Periodo di difficoltà per Paulo Dybala, spronato oggi da Pavel Nedved che ha parlato di giocatore dalle potenzialità enormi da sfruttare facendo “molti sacrifici e allenamenti al massimo sul campo“.
Esaltarsi in caso di successi ed abbattersi rapidamente in caso contrario, per di più incapace di pronta reazione. Considerarsi arrivati senza aver ancora dimostrato il massimo. Queste caratteristiche sono diametralmente opposte a ciò che vuol dire “essere da Juve”.
Sarà un caso che, per Dybala, il termine del suo periodo particolarmente brillante sia coinciso coni due rigori decisivi sbagliati contro Atalanta e Lazio, da cui è fortemente dipeso il mancato aggancio al vertice della classifica.
“Non è mica da questi particolari che si giudica un giocatore” (cit.). Eppure, la sensazione apparente è quella di una parziale fragilità caratteriale, distonica rispetto all’ambiente Juve, dove undici piemontesi tosti sono il paradigma di condotta su cui poggia tutto il resto, inclusa la qualità di uno come l’argentino.
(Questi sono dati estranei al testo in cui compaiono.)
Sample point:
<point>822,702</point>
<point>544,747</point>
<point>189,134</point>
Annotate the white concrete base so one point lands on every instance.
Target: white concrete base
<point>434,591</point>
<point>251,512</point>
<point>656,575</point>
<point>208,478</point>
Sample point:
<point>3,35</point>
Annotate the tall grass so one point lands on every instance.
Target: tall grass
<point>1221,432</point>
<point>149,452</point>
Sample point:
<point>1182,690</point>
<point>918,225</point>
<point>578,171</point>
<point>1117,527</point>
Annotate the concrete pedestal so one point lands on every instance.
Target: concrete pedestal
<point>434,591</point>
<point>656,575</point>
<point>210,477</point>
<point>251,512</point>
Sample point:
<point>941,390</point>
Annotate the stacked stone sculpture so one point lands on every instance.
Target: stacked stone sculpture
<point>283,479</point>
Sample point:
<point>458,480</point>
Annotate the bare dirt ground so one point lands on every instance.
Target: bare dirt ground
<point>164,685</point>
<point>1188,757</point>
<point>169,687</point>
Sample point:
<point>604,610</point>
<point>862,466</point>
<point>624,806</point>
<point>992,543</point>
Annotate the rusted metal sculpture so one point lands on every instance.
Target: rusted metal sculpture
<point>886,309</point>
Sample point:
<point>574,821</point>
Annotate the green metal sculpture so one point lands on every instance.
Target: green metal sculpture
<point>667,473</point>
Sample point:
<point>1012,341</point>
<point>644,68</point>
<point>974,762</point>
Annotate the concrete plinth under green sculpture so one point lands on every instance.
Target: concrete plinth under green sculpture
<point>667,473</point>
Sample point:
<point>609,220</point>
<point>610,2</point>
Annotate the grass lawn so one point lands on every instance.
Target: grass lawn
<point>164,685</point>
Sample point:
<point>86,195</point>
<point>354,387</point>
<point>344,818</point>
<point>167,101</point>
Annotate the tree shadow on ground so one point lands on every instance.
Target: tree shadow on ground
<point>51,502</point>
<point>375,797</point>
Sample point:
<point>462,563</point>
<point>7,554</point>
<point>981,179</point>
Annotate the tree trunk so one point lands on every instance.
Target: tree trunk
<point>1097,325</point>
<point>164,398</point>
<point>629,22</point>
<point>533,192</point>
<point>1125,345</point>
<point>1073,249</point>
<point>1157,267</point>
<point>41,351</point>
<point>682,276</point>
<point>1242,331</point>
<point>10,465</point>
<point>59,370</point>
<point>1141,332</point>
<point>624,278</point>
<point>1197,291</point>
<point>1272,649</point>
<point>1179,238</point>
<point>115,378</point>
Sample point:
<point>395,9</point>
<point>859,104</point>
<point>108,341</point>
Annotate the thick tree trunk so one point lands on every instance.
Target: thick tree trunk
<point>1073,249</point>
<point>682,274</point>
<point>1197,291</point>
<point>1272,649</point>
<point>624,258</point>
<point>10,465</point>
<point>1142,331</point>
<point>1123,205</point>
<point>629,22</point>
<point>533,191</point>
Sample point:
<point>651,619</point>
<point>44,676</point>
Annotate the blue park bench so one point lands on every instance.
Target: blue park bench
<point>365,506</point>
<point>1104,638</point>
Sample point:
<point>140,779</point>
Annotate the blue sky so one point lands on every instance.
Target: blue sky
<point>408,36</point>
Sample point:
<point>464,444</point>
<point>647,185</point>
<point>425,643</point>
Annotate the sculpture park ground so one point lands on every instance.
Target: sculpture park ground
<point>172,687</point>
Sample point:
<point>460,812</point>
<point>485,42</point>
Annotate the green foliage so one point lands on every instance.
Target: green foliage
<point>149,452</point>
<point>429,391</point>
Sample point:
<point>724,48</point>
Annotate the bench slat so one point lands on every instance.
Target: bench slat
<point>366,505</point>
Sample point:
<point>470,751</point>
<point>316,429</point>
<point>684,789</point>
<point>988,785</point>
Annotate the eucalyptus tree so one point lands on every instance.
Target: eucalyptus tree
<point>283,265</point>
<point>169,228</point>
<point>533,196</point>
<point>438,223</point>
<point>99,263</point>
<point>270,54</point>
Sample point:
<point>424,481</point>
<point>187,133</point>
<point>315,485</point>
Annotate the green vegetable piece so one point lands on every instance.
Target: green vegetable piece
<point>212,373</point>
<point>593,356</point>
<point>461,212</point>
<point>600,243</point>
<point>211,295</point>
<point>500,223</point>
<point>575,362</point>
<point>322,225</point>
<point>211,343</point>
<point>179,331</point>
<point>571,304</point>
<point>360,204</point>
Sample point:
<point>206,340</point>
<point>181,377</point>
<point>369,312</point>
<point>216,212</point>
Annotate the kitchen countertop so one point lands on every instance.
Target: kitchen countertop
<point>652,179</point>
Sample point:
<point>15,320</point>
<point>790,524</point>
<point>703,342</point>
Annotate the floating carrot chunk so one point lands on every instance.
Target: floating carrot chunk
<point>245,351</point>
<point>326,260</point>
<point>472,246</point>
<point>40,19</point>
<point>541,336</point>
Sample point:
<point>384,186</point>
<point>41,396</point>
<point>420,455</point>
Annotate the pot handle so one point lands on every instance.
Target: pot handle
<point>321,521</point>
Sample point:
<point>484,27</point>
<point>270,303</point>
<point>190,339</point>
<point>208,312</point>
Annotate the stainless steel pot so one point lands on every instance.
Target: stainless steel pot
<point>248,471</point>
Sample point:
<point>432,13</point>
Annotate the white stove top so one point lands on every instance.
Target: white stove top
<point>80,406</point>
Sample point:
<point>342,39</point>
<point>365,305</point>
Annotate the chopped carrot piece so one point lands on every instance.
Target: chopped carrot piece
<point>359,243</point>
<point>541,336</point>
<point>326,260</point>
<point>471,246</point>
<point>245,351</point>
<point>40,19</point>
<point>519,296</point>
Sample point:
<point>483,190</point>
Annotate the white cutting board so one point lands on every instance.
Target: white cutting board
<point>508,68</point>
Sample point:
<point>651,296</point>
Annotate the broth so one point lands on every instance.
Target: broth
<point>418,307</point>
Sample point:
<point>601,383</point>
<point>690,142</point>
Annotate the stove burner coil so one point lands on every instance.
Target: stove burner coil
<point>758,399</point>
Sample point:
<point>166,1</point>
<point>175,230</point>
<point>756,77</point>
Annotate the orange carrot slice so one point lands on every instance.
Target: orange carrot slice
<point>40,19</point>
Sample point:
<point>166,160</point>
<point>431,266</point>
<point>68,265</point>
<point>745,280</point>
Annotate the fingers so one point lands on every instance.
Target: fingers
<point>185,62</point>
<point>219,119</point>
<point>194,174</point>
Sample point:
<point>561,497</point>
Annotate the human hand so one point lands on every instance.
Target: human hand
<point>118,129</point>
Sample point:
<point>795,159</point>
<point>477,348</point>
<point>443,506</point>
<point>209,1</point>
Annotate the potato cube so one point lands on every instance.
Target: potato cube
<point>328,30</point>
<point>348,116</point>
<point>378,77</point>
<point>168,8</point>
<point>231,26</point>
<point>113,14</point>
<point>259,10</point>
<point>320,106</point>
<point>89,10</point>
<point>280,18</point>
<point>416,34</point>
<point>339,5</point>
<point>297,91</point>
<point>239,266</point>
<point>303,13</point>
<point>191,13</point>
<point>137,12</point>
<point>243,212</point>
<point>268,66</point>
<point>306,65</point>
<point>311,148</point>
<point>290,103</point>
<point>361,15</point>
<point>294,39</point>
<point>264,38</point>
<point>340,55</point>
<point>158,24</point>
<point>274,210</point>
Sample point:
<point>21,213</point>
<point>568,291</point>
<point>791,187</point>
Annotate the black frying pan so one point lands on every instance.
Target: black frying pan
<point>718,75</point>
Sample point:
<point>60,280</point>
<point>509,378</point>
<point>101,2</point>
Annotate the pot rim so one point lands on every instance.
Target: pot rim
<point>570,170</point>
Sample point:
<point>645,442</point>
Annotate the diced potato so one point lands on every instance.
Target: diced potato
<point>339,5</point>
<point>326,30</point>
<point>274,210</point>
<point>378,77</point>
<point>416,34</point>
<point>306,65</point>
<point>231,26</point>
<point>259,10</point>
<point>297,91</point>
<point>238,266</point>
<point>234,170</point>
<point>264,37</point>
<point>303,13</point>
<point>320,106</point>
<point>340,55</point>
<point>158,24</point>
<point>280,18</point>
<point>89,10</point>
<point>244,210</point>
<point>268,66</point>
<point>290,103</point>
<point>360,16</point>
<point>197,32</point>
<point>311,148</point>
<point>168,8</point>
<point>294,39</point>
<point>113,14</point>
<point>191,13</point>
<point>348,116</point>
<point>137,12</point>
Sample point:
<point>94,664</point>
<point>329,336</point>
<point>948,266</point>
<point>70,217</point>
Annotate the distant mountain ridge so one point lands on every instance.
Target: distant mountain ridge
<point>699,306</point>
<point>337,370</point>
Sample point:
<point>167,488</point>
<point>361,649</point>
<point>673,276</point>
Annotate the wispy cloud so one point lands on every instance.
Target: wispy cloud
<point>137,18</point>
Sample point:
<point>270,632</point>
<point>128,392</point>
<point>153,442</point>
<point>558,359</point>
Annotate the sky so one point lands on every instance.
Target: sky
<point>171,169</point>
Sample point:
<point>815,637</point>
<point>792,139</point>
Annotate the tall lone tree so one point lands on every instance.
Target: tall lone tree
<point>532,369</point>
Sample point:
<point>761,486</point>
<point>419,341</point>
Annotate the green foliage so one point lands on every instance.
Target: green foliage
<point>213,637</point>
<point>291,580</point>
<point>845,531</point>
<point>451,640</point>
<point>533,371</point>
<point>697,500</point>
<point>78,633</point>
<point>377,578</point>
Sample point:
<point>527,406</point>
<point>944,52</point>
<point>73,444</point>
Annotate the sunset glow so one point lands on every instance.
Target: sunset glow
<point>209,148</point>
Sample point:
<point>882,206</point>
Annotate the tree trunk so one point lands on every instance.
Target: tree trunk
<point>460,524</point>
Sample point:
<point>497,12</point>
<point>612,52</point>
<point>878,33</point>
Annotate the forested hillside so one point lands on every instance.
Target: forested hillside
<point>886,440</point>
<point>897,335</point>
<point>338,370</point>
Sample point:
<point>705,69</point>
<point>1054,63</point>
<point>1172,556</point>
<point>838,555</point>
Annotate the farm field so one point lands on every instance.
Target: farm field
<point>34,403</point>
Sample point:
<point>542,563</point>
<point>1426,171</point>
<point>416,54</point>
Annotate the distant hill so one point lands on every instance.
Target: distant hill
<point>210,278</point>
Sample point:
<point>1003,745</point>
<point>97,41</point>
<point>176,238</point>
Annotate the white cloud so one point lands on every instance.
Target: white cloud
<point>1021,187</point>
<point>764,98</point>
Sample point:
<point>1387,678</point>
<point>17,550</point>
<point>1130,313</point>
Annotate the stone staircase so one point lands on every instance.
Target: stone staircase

Dybala ha responsabilità: indossa la 10, che tradizionalmente distingue campioni leggendari, dopo aver dismesso la 21, che ha un valore quasi equivalente, ma forse più legato alla tecnica che alla leadership. Al netto delle logiche di marketing, affidare la 10 a calciatori “fragili” un po’ equivarebbe a svilirla.
Dybala è uno dei leader tecnici della squadra ma, finché non sarà in grado di risollevarsi rapidamente dai periodi negativi, non potrà essere un leader de facto, trainare gli altri nei momenti difficili, come un capitano, nonostante abbia maglia, salario e condizioni tecniche ed ambientali per poterlo e doverlo essere. Non a caso, la panchina di Dybala nel big match contro la capolista denota come alla Juve non ci sia tempo per le pause e per la discontinuità.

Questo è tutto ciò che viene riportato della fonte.